Sur 18 courts-métrages, cela fait peu de moments marquants à se mettre sous la dent. La faute à un abus d’images de synthèse sur la moitié de la sélection, qui rend ces courts parfaitement génériques les uns par rapport aux autres, et insipides artistiquement, car conçus comme de mauvaises cinématiques de jeux vidéo. Pour une série anthologique où rien ne doit justement se ressembler, il y a comme un problème majuscule.
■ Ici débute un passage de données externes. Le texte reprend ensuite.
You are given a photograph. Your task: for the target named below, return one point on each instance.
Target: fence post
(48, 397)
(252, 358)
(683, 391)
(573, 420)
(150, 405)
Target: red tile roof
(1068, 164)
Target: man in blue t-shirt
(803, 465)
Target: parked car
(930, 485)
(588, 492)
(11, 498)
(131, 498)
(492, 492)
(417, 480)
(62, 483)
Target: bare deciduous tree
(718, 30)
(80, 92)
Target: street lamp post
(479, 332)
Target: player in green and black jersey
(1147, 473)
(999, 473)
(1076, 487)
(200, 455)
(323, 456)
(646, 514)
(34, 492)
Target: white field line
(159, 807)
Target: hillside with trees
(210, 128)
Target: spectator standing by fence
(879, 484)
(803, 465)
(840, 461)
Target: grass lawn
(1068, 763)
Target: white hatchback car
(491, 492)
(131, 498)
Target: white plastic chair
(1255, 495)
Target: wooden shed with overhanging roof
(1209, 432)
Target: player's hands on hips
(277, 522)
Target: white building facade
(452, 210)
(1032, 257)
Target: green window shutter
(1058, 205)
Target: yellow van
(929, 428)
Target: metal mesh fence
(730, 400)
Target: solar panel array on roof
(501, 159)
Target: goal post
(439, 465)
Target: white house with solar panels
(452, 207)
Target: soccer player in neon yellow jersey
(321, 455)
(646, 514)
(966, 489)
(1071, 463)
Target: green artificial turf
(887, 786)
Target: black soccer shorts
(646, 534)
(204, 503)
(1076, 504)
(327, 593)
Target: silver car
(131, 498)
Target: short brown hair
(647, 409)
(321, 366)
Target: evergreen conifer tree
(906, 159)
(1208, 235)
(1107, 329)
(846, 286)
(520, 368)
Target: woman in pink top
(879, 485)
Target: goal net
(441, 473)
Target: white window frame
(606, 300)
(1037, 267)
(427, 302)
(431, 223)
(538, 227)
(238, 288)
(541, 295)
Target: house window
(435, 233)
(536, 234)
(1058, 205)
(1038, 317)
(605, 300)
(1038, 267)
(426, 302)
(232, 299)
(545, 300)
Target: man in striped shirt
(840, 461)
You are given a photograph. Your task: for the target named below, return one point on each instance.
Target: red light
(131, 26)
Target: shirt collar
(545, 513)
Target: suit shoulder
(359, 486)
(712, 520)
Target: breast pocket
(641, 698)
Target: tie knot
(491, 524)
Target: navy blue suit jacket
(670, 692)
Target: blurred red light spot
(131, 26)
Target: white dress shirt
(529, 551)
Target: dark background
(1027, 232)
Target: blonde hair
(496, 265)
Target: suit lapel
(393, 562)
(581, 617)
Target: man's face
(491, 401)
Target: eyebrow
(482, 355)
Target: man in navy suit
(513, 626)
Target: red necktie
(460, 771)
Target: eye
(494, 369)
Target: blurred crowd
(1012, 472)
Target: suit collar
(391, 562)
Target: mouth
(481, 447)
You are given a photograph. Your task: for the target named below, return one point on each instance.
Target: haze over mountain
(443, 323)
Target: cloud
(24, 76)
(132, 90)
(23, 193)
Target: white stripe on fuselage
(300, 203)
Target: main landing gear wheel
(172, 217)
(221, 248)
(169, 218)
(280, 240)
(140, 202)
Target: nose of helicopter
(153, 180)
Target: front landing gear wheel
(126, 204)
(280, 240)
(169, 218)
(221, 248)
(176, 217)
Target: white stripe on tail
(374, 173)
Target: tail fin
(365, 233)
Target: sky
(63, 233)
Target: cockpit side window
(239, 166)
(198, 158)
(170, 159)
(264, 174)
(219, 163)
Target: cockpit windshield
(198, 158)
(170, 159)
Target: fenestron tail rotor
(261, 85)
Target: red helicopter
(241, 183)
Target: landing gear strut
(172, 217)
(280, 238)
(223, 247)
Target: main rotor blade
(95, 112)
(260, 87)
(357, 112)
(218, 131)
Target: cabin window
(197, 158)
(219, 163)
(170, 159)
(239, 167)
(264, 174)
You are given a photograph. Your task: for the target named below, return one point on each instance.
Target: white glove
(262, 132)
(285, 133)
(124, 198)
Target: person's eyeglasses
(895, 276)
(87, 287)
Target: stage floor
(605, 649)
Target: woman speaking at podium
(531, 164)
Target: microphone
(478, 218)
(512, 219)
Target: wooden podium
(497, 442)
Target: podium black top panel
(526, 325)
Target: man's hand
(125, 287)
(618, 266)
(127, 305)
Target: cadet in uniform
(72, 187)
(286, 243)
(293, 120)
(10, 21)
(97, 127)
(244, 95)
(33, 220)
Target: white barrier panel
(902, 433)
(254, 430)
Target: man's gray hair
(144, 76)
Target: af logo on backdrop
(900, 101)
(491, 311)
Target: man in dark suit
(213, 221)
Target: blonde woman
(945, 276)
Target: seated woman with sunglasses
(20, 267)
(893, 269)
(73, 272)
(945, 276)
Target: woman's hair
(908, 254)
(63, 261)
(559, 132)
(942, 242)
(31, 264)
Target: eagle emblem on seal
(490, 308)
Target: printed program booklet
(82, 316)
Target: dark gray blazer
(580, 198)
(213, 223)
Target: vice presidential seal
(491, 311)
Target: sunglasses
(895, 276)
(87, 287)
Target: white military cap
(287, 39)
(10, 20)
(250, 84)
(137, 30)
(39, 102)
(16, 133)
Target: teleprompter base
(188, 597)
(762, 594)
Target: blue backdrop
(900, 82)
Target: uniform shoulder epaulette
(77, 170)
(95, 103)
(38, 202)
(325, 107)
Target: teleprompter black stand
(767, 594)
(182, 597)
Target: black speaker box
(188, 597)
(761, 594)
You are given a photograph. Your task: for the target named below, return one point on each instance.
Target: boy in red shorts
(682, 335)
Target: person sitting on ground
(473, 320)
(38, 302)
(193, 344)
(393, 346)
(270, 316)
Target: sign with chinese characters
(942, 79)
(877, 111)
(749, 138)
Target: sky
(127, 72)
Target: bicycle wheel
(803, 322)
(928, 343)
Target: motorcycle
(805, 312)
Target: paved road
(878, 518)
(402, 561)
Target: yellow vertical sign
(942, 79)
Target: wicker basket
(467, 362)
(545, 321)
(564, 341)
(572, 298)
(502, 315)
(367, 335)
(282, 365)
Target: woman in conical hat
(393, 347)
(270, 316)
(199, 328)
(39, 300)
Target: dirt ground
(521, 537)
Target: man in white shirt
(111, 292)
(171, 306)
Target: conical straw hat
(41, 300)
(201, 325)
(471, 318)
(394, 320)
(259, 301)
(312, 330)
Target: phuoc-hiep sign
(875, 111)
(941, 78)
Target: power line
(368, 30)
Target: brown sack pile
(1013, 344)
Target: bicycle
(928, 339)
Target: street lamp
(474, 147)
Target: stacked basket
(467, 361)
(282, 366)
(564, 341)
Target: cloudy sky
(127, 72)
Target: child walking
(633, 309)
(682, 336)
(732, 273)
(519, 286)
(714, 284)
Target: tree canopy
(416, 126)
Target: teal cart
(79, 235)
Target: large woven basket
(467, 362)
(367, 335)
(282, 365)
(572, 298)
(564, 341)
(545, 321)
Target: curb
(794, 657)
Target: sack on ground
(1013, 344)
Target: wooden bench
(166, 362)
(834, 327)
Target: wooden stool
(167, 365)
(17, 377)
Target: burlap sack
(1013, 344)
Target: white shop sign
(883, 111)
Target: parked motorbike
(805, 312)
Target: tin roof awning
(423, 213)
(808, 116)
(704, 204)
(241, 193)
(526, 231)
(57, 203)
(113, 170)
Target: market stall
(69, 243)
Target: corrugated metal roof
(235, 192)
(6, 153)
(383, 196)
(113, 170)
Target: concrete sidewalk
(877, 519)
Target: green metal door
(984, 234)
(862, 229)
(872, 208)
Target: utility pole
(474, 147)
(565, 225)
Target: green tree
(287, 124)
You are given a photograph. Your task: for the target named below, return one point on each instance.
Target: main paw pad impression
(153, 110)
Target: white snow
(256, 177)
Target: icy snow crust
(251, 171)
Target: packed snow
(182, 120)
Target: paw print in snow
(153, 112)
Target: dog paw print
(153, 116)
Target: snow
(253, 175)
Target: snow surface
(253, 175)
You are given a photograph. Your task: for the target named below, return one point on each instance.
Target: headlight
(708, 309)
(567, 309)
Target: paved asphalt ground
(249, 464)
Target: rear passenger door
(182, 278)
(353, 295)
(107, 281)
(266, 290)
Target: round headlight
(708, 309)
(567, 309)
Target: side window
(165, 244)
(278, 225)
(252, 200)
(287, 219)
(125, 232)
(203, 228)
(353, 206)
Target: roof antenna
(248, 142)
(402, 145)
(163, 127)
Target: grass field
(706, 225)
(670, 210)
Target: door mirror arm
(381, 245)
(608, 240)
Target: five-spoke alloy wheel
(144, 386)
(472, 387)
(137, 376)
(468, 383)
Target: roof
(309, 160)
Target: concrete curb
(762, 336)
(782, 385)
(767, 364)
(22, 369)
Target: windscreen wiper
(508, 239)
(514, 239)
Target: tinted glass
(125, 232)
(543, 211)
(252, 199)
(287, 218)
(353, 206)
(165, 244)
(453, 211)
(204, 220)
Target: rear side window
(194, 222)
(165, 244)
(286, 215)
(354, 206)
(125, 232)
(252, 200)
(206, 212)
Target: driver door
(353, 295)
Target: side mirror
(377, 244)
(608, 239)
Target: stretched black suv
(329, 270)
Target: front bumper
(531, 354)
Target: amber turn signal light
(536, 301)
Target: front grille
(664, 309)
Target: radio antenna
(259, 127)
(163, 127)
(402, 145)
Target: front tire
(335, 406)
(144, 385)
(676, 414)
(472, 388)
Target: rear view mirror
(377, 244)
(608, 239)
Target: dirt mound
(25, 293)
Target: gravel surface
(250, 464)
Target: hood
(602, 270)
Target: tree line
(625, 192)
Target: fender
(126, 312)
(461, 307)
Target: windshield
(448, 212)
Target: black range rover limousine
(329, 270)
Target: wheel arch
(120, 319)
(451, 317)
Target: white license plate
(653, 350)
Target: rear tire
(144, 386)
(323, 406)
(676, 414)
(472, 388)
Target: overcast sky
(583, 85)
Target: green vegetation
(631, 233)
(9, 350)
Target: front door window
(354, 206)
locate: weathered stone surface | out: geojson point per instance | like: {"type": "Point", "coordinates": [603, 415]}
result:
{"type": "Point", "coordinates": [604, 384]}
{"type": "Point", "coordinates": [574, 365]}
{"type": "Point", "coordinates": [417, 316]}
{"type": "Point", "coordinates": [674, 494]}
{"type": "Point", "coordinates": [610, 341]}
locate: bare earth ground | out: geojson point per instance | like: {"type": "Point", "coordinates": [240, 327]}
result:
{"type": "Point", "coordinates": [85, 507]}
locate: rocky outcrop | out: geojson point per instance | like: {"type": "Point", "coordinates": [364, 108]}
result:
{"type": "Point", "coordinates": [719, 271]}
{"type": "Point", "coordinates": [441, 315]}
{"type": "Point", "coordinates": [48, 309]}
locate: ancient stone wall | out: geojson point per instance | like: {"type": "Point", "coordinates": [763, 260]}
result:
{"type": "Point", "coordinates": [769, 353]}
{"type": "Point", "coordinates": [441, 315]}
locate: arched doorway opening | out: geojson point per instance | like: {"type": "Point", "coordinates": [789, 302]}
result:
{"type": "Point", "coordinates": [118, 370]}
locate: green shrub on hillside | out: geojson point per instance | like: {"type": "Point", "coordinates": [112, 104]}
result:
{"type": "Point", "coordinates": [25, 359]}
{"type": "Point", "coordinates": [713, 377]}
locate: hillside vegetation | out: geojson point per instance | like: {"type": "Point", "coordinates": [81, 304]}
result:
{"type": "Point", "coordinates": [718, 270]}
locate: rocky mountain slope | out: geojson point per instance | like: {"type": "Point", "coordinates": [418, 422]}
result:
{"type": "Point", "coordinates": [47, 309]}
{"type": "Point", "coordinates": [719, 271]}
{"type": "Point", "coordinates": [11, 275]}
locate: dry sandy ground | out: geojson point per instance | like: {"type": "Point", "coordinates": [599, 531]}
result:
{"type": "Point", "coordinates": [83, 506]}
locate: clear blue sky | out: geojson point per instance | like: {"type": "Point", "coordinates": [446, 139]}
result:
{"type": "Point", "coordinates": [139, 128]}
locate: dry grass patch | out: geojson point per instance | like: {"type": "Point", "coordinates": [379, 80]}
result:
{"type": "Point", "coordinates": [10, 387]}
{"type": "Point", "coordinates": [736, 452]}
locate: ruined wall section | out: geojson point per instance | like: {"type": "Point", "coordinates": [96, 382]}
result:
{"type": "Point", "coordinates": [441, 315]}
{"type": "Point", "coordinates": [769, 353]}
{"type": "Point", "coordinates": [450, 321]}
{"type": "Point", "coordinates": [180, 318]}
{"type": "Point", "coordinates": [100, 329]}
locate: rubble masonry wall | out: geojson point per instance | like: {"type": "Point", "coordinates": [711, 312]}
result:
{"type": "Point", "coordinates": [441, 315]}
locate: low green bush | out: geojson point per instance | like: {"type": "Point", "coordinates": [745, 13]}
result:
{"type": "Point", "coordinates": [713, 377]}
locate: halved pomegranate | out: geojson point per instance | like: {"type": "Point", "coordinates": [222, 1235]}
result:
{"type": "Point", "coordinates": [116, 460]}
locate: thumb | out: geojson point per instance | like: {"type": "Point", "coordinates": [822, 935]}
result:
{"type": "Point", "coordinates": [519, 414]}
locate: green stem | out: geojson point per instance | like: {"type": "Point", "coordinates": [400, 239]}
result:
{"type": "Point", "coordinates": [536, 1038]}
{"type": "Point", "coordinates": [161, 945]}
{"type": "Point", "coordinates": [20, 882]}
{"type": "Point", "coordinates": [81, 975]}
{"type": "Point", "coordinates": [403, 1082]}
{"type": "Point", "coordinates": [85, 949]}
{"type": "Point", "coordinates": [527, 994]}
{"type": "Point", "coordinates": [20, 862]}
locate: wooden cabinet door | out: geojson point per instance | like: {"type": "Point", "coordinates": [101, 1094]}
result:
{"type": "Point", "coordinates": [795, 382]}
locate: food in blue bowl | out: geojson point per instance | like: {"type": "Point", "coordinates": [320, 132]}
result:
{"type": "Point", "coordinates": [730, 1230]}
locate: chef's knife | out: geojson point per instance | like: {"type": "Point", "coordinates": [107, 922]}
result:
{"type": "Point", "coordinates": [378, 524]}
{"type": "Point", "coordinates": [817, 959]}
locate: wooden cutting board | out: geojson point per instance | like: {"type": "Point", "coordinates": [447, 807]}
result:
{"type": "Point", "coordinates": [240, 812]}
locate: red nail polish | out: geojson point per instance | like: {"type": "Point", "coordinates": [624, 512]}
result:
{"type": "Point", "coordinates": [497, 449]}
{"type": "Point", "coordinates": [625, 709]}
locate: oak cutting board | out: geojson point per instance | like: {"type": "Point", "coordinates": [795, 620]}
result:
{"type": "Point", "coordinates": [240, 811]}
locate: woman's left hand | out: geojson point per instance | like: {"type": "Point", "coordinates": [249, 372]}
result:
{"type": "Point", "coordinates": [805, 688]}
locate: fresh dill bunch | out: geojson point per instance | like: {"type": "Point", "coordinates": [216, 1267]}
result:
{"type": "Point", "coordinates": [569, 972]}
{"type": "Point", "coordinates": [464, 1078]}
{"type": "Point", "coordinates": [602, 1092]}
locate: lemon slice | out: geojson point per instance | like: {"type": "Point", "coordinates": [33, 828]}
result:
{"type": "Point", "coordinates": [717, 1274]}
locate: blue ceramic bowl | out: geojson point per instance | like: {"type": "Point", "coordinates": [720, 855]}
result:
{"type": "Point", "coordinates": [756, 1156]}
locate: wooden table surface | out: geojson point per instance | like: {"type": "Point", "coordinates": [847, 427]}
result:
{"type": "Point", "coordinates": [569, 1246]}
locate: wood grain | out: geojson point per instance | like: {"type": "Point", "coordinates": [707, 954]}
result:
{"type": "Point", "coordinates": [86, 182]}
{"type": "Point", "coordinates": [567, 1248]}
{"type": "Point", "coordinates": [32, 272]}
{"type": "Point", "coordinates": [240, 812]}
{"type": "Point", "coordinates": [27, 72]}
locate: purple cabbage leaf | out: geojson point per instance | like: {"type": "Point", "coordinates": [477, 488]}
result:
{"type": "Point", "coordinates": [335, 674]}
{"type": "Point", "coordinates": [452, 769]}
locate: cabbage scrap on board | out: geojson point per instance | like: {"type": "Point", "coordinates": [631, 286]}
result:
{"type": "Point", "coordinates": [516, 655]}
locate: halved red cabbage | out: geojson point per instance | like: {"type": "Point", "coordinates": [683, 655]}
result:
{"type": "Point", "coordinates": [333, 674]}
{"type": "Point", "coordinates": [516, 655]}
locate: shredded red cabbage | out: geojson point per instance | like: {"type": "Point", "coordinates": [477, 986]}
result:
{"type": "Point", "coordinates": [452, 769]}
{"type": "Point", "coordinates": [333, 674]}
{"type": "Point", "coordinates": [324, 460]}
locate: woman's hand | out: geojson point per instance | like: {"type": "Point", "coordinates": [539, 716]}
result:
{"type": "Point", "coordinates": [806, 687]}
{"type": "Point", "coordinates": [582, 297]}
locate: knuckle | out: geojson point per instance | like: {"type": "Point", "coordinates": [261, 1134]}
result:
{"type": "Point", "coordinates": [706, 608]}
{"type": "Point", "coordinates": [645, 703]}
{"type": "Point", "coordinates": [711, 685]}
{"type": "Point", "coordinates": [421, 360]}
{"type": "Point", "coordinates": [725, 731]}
Les histoires et les univers dépeints étant banals, le tout échoue souvent à intéresser le spectateur, la plupart des courts tombant soit dans l’humour bas de gamme, soit dans un aspect “mature” exagéré et donc gratuit. Un bon exemple de ce gâchis est le dernier court, Secret War : une réécriture de l’Histoire qui pourrait être flippante mais qui ne dépasse jamais la démonstration technique et bourrine sans âme, de la première à la dernière seconde. Il est d’ailleurs amusant, et presque effrayant, de noter que malgré toute l’évolution technologique, ces courts restent bien moins impressionnants et crédibles que le film Final Fantasy, sorti en… 2001.
Le concept anthologique avait cela d’intéressant que l’on pouvait espérer voir des propositions artistiques réellement variées, de même pour les histoires narrées ou les technologies utilisées. Métal Hurlant était un creuset de création artistique pour emmener le lecteur jusqu’au bout de l’imaginaire ; ce n’était pas toujours réussi (pour le peu lu), mais ça se voulait innovant et abouti. Love, Death & Robots ne semble avoir retenu que la partie SF sans réellement avoir songé à diversifier sa sélection : où sont les studios japonais ? Africains ? Sud-américains ? Des studios autres que des prestataires de jeux vidéo ou de VFX ? Si saison 2 il y a (très probable), ce sera une piste de réflexion essentielle à aborder par Miller et Fincher. Pour le moment, leur série est surtout un gâchis en terme d’imaginaire et de créativité, tout juste sauvé par la qualité de trois courts-métrages sur dix-huit.